The next day I got a haircut. Life went on pretty much as usual. Then LJ and the rest of the country started locking down. We learned about curbside grocery shopping from HEB. We learned how to order and pick up at The Local’s curb. Some were even learning how to cook at home. We learned how to wash our hands properly and how excruciatingly difficult it is to keep from touching our faces. And we got constant news of the horror coming out of Washington (the state with a snake for a governor), New York City, California, Spain and Italy. For us Lake Jackson folks, those were faraway places and, while we had concerns about loved ones in those places, we felt fairly safe here.

Goodbye Facebook

I began this journal after I deleted my Facebook account. I had been a dedicated Facebook user. There was no better communication tool available to fill that niche between mass media and face-to-face interactions. I shared a lot of photographs, mainly from our community theater, Brazosport Center Stages, and from our church youth group. I also did my share of celebrating our beautiful, talented grandchildren with occasional Facebook posts. They were, by my design, nameless and homeless in the eyes of strangers, although I was always careful to limit the distribution to “friends”.

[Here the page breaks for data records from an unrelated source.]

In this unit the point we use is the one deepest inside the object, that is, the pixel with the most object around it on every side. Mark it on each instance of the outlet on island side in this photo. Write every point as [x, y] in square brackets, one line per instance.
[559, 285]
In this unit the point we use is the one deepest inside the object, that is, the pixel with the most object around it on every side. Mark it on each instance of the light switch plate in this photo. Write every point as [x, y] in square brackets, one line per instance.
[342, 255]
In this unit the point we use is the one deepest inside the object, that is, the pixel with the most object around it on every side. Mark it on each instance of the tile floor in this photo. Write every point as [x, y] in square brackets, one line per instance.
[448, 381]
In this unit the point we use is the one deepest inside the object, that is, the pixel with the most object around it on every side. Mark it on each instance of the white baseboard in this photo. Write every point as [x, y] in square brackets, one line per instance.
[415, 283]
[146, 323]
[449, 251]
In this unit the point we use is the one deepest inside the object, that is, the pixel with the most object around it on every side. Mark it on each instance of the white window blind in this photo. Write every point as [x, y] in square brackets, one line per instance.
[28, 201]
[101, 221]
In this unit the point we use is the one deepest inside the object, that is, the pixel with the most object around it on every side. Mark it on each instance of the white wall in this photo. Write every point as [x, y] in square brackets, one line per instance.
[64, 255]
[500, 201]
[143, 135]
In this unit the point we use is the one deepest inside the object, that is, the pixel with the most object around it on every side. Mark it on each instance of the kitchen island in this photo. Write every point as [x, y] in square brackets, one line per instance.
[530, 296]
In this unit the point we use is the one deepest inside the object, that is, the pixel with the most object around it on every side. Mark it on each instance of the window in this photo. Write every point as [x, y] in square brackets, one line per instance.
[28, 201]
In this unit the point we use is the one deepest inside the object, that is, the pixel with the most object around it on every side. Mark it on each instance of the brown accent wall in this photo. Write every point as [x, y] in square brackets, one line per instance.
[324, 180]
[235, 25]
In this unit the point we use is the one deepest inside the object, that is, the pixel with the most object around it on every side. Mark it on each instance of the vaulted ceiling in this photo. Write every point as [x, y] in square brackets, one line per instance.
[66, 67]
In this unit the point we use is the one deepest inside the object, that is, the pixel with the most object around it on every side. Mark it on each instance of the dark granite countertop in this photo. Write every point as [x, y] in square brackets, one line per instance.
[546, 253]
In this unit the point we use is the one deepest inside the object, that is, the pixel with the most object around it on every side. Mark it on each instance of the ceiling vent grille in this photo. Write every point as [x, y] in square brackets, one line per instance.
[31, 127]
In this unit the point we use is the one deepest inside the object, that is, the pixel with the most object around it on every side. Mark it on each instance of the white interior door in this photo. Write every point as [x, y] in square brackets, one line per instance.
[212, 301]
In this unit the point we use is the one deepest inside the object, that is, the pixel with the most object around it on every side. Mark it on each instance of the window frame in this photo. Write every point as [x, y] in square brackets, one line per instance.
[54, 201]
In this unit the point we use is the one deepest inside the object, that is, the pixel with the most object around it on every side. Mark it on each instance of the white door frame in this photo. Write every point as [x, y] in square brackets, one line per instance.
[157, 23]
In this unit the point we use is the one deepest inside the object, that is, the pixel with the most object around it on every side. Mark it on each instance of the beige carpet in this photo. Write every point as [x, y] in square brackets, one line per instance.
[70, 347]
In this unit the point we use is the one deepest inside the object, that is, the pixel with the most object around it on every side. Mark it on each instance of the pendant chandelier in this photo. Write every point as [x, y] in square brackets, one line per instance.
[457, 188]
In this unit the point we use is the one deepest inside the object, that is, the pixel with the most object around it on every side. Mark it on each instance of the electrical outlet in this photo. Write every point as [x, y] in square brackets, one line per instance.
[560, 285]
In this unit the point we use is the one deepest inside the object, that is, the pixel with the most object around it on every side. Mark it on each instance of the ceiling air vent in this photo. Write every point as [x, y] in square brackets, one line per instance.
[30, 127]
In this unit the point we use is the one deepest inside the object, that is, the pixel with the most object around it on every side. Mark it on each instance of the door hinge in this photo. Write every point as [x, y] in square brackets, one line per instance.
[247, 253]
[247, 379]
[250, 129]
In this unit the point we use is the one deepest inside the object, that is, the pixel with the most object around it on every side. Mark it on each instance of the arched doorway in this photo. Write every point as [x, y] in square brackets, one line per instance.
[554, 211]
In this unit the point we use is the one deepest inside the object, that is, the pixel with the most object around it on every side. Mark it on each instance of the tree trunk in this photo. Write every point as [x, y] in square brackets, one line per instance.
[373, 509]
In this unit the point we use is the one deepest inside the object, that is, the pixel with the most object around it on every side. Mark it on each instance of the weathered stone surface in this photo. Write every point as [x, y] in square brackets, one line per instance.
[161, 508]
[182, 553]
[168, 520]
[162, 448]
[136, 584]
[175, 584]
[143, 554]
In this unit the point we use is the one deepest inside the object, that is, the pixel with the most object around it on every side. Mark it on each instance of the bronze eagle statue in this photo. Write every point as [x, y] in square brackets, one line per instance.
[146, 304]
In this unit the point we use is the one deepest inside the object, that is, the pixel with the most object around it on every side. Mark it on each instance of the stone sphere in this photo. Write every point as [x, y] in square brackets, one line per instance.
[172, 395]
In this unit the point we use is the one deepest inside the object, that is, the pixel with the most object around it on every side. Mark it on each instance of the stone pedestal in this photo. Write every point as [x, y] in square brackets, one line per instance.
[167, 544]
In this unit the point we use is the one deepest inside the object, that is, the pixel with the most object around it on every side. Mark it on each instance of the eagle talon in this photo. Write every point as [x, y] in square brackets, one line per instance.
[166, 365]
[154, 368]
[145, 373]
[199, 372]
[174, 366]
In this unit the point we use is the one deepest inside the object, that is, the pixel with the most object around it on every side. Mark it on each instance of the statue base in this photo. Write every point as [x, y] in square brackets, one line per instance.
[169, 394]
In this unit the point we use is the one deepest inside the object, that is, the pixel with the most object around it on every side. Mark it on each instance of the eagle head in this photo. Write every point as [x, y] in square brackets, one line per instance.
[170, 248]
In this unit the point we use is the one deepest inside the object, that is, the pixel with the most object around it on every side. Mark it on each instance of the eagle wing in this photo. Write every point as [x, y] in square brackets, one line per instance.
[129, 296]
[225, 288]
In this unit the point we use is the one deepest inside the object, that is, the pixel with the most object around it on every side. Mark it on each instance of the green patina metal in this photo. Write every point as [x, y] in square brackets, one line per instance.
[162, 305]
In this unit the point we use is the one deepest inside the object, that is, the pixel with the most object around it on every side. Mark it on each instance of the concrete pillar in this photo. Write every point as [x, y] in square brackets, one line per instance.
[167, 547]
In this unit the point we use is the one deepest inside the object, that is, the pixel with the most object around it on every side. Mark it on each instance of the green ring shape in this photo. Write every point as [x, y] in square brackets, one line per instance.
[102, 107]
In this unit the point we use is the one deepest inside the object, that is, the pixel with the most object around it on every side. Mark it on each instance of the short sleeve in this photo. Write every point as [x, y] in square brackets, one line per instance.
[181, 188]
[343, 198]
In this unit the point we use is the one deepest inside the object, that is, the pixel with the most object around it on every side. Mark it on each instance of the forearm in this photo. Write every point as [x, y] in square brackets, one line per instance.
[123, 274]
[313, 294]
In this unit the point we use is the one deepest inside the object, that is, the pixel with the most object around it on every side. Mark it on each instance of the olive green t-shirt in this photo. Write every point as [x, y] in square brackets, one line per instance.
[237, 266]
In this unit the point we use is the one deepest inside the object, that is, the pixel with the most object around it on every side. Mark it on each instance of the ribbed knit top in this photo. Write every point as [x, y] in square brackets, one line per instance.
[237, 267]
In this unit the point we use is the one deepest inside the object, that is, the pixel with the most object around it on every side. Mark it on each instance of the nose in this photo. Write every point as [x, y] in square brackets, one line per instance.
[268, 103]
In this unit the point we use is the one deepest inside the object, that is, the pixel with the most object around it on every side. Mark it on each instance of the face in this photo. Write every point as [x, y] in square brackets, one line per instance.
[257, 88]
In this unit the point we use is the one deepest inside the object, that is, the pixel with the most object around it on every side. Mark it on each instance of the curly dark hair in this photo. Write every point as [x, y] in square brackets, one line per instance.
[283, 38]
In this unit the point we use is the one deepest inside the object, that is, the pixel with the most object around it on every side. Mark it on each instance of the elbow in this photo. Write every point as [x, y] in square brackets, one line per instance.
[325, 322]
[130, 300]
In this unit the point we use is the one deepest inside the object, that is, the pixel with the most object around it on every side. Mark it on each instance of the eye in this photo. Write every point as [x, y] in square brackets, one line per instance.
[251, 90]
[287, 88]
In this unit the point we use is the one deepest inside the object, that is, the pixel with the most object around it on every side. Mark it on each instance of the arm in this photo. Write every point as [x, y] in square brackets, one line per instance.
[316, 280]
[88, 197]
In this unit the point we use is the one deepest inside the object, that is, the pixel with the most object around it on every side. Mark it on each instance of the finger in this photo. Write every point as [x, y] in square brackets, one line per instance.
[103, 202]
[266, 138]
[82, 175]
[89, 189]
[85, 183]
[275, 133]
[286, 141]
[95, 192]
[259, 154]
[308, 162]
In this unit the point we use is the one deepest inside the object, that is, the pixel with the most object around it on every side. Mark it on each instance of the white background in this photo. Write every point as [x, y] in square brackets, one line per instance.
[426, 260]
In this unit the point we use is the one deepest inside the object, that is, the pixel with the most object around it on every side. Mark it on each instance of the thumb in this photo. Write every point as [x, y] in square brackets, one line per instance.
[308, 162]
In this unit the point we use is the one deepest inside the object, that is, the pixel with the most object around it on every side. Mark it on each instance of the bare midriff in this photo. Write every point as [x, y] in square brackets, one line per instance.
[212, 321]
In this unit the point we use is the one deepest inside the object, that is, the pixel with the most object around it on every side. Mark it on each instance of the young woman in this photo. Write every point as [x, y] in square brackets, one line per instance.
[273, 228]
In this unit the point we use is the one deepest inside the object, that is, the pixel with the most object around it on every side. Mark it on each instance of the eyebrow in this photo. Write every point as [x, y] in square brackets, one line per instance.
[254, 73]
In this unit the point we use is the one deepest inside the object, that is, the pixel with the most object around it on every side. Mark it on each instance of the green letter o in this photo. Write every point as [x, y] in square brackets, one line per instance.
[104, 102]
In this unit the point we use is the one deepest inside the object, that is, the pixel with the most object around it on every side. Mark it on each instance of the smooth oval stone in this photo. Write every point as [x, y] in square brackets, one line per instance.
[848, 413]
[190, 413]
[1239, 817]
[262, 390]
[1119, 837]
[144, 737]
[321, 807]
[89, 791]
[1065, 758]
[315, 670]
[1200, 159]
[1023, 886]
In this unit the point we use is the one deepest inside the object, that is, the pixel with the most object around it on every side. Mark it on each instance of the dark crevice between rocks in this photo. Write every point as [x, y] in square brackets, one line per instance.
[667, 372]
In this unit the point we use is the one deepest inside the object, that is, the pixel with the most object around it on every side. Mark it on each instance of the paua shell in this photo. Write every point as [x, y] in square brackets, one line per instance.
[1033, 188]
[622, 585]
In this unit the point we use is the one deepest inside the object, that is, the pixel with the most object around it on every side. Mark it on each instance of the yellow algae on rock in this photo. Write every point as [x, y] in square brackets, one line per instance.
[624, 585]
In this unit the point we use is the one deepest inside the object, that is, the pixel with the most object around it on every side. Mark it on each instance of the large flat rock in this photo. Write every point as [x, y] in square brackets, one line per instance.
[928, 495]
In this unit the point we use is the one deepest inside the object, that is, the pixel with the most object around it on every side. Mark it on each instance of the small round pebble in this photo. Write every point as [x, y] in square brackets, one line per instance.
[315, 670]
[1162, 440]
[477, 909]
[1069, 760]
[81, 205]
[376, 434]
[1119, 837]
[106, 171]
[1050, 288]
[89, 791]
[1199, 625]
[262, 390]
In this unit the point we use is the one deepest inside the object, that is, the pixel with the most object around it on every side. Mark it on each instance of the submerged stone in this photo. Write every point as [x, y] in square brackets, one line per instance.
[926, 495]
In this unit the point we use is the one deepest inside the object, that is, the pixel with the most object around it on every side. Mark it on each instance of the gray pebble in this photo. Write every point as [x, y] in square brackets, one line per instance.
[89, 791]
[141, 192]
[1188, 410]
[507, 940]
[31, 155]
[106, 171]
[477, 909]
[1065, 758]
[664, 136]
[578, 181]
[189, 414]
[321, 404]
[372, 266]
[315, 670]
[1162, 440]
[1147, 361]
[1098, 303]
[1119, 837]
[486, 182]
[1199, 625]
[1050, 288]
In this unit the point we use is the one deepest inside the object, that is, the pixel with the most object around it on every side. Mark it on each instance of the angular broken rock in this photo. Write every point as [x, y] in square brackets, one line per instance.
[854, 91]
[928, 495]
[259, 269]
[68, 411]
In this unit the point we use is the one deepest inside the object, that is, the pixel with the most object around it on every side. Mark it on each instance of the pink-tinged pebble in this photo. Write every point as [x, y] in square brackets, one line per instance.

I did the total wipe on Facebook. I don’t doubt the files are still out there as backups or as research data for some “university professor” serving as a front for a marketing firm or for Vladimir Putin. A blog offers only a bit more privacy. At some point, it will be open to the public and most of what I post will be there for all the honest world to see.

So there are some things you may as well know from the start. There is no need to go to all the trouble of developing a psychographic profile based on assumptions about my friends, likes, and ad clicking. So allow me to save you (and perhaps Mr. Putin) the trouble.  I am a United Methodist Christian, born once and only once into the faith at the age of six kneeling at the altar with my parents in Jacinto City Methodist Church. I am a Democrat, have always been a Democrat and your suasions on behalf of some other party will probably be wasted on me. I do not hate or even mildly dislike Republicans. I live among them in Lake Jackson, possibly the most conservative 1,609 square miles in the country, and although they caused me lots of discomfort with barbs about Democratic presidents, I don’t hold that against them because I deliver a few aimed at their Republican heroes from time to time. Not feeling the safety in numbers that they feel, I deliver most of my barbs in the privacy of my home.